Not all ransomware events are high profile, but we’re looking at this area closely as it’s a trend that's impacting attritional loss ratios. It's important to understand that all the major ransomware attacks that have hit the headlines have had some really basic underlying causes. This is good news both for the sector and individual carriers, as attention to core cyber hygiene will go a long way in mitigating the potential impact of ransomware.

Not all ransomware events are high profile, but it’s a trend impacting attritional loss ratios.

Furthermore, insurers are approaching ransomware with increased underwriting discipline. They're using supplemental applications along with technology tools to assess the cyber security posture of insurance relative to ransomware – then they're acting based on that information. This might include putting up rates: we’re seeing hikes anywhere from 20% to more than 100%, depending on the mix of business.

The last action could mean not renewing or declining a risk if the original insured is missing essential controls. It's going to take some time to see the impact on portfolios of these underwriting actions, but the changes have been in motion for many months now, starting with rate changes in the middle of last year, which should have a positive impact on results.

Pricing Decisions

Some important things are happening to support differentiation of rate, such as improved technology tools to assess individual risk exposure and help make more risk-specific pricing decisions. This can be both proprietary in-house technology and third-party tools. There are also portfolio management tools to support the high-level view.


Additionally, the insurance industry has been talking for several years about how a pool of loss information – on attack vectors or emerging trends, for example – would help improve underwriters’ approach to portfolio management, including pricing.

Seven insurers took the lead in June of this year, forming a coalition called CyberAcuView, which will analyse trends and causes of loss, among other things.
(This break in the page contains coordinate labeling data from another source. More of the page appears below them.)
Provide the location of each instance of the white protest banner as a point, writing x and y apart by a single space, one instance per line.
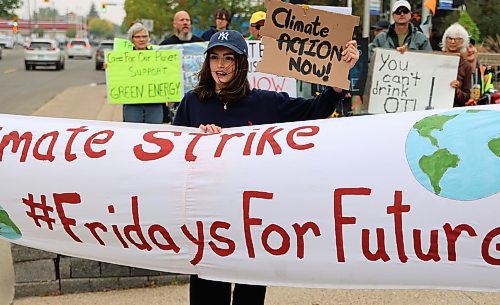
411 81
135 77
267 204
306 44
263 80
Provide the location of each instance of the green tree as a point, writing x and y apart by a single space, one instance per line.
162 12
7 7
466 21
100 28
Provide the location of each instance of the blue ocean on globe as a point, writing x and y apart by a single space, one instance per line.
463 162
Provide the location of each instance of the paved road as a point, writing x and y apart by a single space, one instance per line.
23 92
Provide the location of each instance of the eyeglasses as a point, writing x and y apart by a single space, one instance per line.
403 10
257 26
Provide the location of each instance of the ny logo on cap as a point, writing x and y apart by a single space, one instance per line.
223 36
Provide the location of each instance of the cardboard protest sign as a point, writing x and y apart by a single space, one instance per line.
411 81
266 81
142 77
306 44
193 55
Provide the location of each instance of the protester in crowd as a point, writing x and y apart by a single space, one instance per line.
256 22
182 30
223 99
141 113
455 40
379 27
182 34
482 78
222 21
402 35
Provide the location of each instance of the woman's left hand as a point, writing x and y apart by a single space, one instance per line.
351 55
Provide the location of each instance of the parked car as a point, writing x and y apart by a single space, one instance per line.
99 53
7 42
78 47
43 52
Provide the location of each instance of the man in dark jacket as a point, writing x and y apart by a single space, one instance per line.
401 35
182 30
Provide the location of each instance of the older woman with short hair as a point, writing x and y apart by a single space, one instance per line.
455 40
141 113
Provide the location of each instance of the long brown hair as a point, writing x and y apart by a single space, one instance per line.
235 90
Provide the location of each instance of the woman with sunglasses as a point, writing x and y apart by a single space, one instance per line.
223 99
456 40
401 35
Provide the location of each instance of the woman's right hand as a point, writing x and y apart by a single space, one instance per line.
210 128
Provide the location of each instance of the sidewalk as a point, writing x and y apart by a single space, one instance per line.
88 102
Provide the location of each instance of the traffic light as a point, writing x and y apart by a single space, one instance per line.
15 24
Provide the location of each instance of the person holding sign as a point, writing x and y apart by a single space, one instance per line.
223 99
401 35
141 113
456 40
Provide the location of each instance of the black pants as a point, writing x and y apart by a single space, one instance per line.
205 292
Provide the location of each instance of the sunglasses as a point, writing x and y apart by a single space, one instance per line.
257 26
403 10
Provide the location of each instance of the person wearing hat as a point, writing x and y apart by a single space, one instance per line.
222 21
256 22
402 35
223 99
182 30
455 40
379 27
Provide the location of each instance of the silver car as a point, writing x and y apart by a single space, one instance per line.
79 47
43 52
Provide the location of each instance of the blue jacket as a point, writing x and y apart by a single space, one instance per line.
258 107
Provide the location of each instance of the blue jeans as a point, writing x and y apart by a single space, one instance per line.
143 113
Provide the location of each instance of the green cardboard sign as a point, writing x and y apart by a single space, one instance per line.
144 77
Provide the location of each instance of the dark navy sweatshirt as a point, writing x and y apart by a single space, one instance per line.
256 108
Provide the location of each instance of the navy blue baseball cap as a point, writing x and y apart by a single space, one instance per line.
230 39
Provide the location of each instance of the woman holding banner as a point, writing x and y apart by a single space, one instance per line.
455 40
141 113
223 99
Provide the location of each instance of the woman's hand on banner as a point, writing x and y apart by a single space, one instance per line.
402 49
351 54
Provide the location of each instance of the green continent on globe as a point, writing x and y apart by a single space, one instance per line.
425 126
5 219
436 165
494 146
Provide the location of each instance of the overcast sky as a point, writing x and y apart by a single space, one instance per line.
115 11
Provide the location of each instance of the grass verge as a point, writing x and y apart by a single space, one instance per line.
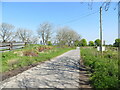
104 70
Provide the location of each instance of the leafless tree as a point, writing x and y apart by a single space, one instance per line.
34 39
24 34
67 36
6 32
44 31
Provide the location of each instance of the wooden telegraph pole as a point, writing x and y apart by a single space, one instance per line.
101 30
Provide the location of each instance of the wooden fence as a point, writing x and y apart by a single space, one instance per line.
7 46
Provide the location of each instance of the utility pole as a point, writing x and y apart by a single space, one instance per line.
101 29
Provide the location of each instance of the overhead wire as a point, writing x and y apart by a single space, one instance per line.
73 20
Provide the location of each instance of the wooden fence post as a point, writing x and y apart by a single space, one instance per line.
11 45
25 43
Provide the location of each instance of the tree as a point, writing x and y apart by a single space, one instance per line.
117 43
49 43
91 43
6 32
97 42
67 36
76 43
45 31
83 42
24 34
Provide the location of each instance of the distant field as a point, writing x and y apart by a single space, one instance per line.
104 69
29 55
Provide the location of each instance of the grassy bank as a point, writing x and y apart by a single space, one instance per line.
29 55
104 70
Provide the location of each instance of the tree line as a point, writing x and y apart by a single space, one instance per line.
63 36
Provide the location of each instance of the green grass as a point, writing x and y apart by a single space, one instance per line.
104 69
12 59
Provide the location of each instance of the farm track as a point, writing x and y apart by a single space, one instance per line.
60 72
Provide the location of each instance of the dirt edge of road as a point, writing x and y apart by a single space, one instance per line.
84 76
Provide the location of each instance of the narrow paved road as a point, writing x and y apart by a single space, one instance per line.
60 72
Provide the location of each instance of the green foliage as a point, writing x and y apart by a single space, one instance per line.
104 69
76 43
83 42
117 43
91 43
49 43
97 42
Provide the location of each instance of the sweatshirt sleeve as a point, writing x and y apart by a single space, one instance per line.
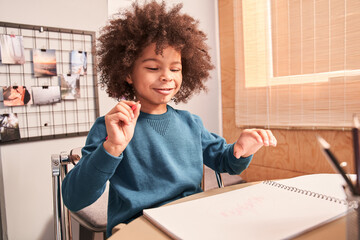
218 155
86 182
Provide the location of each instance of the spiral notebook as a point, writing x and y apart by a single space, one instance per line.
269 210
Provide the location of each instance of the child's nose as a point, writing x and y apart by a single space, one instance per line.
167 76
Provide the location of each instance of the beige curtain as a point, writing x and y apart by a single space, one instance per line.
297 63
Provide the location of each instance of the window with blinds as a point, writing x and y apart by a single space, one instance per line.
297 63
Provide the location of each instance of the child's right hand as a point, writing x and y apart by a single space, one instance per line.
120 125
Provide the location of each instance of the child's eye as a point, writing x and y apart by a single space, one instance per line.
152 69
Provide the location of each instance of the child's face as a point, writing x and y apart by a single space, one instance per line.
156 78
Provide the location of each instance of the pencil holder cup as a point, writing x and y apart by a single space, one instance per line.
353 215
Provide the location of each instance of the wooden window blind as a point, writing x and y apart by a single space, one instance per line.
297 63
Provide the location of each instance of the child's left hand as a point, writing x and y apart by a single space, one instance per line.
251 140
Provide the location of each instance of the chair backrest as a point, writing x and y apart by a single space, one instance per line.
93 217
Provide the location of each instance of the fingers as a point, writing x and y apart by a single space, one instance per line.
251 140
267 137
125 111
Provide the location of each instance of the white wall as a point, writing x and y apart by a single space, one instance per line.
25 168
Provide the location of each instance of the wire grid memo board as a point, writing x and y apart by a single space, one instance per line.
57 119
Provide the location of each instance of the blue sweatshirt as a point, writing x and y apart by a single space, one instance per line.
163 162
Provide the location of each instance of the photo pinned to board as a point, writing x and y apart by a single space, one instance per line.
16 96
45 95
44 62
78 62
11 49
70 86
9 127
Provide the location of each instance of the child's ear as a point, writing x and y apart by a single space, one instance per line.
128 79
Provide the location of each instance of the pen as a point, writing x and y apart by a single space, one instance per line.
133 107
325 146
355 135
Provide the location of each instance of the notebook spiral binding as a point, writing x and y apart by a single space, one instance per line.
350 204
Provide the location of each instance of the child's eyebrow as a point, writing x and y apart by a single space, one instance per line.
157 60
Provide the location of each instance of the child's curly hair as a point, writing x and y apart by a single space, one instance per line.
124 38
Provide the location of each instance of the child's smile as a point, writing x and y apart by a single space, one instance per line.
156 78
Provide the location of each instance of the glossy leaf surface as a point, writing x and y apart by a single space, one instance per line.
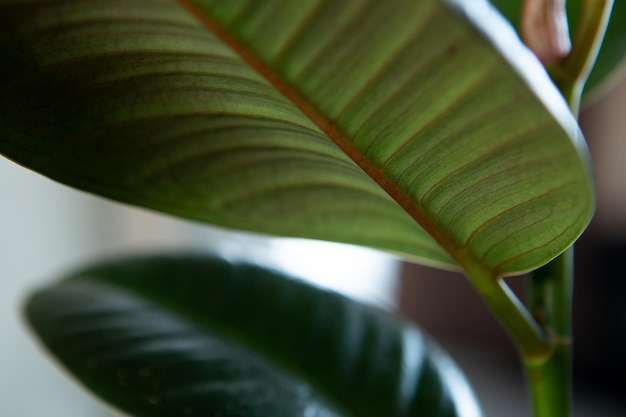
179 336
252 114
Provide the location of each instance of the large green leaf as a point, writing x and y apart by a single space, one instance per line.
252 114
613 52
178 336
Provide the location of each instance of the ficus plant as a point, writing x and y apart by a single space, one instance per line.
421 128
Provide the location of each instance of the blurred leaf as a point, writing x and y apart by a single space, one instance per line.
252 114
177 336
613 53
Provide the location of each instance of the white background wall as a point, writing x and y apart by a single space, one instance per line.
47 228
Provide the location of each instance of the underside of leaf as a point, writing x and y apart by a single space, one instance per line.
302 119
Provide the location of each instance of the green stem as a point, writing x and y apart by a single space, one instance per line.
551 290
550 302
571 73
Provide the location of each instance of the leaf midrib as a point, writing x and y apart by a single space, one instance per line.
459 253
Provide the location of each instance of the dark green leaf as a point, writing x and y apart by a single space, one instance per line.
194 336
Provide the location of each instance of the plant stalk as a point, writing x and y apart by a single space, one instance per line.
551 291
550 302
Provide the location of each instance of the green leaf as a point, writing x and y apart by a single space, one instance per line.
612 55
191 335
304 119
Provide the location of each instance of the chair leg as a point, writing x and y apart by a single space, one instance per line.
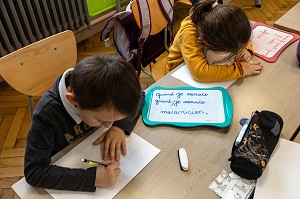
166 38
31 105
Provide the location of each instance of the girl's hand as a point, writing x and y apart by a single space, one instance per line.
114 143
252 68
246 56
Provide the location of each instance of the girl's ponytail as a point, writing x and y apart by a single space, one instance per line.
200 10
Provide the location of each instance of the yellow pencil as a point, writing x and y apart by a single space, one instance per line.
94 163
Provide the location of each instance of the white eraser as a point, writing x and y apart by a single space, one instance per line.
183 159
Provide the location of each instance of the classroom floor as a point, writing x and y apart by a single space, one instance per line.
14 114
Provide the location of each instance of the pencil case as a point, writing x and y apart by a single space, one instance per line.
252 148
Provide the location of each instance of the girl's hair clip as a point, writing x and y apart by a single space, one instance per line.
214 5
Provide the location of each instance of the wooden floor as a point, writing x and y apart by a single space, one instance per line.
14 114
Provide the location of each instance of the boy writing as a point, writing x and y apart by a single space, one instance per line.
99 91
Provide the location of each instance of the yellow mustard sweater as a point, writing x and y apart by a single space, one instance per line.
185 48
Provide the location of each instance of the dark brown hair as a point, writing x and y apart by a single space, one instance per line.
223 28
106 81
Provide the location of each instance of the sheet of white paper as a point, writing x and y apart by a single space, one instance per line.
139 154
241 187
282 174
184 75
204 106
268 41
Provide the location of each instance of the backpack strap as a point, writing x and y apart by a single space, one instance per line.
145 22
167 8
109 26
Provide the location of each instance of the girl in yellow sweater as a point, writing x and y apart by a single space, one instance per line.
214 43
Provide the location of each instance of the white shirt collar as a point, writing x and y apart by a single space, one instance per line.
71 109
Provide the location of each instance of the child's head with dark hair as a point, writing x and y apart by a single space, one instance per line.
106 82
221 27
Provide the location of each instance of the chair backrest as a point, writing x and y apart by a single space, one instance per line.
33 69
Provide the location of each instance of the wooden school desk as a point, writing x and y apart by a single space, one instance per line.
276 89
290 20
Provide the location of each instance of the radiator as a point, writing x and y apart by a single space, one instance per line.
23 22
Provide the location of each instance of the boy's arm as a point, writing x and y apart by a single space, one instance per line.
128 123
196 61
38 171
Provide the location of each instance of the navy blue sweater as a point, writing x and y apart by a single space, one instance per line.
53 129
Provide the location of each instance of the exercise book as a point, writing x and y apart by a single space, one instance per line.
188 107
268 42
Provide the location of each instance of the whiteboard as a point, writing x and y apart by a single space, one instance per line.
268 42
188 106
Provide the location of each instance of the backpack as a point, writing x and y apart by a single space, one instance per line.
131 32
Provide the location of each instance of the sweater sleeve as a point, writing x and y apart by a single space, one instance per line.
40 173
128 123
196 61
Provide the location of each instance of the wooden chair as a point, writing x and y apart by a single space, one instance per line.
33 69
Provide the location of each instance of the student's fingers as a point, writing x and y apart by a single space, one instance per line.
114 165
99 140
106 149
123 146
112 150
256 69
117 171
118 151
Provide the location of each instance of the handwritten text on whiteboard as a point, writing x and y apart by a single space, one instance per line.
192 106
268 41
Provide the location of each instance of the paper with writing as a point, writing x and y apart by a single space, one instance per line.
187 106
268 42
139 154
241 187
203 106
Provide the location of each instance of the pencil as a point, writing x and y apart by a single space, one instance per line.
94 163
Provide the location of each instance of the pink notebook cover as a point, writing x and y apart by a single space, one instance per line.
268 42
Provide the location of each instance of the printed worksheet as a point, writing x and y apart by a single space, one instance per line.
139 154
268 42
241 187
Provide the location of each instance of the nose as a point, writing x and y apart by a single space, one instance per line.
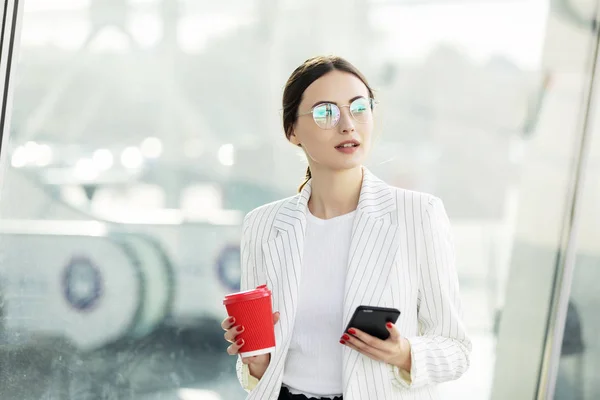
346 124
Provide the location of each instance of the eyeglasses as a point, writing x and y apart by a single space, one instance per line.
327 115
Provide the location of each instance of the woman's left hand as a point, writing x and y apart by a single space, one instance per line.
395 350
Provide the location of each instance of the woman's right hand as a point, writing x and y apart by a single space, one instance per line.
257 364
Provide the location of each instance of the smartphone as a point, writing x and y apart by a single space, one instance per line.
372 320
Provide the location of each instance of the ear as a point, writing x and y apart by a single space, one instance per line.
294 139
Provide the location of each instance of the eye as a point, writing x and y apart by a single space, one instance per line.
359 106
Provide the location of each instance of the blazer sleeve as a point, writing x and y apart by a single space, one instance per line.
442 350
249 280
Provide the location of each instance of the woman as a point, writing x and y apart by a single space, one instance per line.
348 239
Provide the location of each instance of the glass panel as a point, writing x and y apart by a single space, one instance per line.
580 352
143 131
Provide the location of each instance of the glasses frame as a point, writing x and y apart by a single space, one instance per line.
372 103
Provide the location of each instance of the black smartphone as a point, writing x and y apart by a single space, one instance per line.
372 320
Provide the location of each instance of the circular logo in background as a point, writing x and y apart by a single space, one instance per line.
82 283
229 268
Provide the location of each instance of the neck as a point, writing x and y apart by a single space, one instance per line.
334 193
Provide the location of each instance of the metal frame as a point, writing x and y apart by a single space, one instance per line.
12 11
564 273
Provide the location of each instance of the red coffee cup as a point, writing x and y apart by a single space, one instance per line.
252 309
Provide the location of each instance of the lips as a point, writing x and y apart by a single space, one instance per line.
348 144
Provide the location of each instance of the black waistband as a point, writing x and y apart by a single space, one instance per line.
285 394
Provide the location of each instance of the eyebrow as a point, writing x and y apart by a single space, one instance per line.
333 102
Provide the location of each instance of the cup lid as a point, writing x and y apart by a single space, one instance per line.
253 294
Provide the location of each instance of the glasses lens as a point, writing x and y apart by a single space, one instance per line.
361 109
326 115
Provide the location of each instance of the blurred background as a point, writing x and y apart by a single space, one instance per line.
142 131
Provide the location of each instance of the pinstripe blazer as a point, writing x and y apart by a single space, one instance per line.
401 256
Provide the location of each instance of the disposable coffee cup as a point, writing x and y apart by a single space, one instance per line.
252 309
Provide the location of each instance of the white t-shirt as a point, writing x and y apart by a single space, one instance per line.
314 362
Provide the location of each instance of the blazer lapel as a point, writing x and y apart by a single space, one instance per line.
373 251
283 266
374 245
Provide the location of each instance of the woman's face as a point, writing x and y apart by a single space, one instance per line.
325 147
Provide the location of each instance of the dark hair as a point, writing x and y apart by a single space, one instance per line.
302 77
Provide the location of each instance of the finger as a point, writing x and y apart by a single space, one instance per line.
394 332
227 323
360 350
248 360
232 333
368 339
363 348
234 348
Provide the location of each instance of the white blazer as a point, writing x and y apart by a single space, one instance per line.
401 256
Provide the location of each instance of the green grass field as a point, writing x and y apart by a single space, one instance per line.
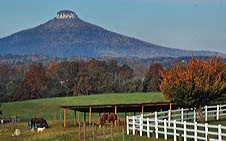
50 108
57 133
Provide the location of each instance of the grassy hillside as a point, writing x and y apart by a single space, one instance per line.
50 108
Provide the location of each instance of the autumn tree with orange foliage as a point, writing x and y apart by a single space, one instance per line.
195 84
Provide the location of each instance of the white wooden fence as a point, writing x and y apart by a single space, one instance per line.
176 130
180 123
181 114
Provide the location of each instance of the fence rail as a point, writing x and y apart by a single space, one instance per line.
177 129
182 114
179 123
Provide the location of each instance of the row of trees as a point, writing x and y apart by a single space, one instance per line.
195 84
74 78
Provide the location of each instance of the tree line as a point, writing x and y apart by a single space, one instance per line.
74 78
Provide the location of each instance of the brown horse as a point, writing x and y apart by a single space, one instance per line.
109 117
39 122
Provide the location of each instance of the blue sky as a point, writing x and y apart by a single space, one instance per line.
184 24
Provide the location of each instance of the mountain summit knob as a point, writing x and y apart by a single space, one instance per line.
66 14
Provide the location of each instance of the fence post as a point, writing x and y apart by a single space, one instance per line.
182 114
148 131
156 125
195 131
174 130
194 115
206 113
141 125
219 132
133 125
127 125
169 117
217 112
165 129
206 131
185 132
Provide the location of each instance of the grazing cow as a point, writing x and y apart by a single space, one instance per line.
39 122
109 117
40 129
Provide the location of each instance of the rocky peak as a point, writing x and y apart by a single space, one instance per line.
66 14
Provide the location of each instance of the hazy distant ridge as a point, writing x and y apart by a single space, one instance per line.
74 37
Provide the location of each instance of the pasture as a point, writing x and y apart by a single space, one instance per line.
50 109
58 133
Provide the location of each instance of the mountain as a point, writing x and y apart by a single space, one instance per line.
67 35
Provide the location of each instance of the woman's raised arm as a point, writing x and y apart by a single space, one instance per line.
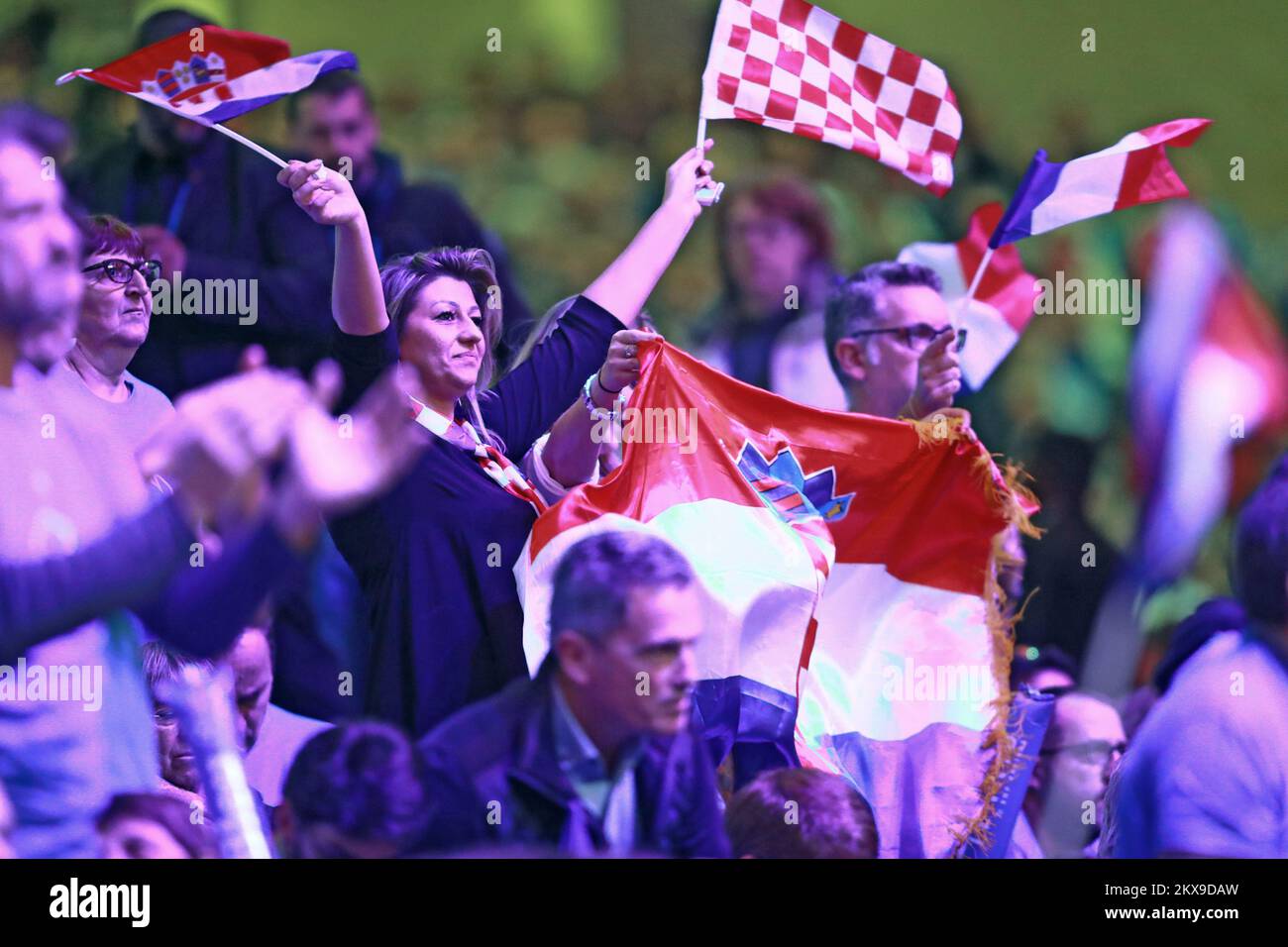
625 286
357 300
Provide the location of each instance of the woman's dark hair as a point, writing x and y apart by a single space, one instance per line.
170 813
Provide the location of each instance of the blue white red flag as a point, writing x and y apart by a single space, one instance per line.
1003 304
849 567
1132 171
211 75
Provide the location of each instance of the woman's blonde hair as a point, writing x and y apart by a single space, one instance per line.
402 279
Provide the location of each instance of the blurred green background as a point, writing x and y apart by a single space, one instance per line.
544 136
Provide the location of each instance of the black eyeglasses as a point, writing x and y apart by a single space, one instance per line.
123 270
915 337
1094 751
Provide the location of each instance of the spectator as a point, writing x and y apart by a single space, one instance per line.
353 791
1042 669
1064 804
209 209
149 825
800 813
892 343
776 261
334 120
1207 774
436 557
597 753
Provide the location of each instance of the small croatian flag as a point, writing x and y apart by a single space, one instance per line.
1132 171
213 75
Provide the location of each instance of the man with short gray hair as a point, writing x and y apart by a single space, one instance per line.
597 753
This will really support the industry and the underwriting and pricing of risk.

Government Action

Governments are becoming increasingly involved in addressing cyber risks as they realise the need to defend their countries’ critical infrastructure. For example, the Cyber Solarium Commission, published in 2020 by the US government, made several recommendations to improve the nation's cybersecurity defences.

A specific subset of that is government contractors and suppliers. The Biden administration issued an executive order with certain requirements on government technology suppliers’ cyber security, which must be in place before they enter into new contracts.

There is also the question of how to disrupt the infrastructure of ransomware bad actors. These groups can be hampered through international and public-private sector cooperation, as there is both a structure and process around how to organise or disrupt payment.

Capital requirements

Another key area is the capital that might be needed to support the cyber insurance industry. Aon called for a US cyber study in relation to the renewal of the Terrorism Risk Insurance Act a couple of years ago. Looking at the potential scope of a systemic event and being able to decide what capital need might be there as a backstop is important to support the cyber insurance market in the long term.

In the short term, we’ll still have to work through the impact of ransomware, so we're going to see the market hardening while those underwriting actions are executed. But it’s important to keep an eye on long-term stable capacity and new ways to develop more.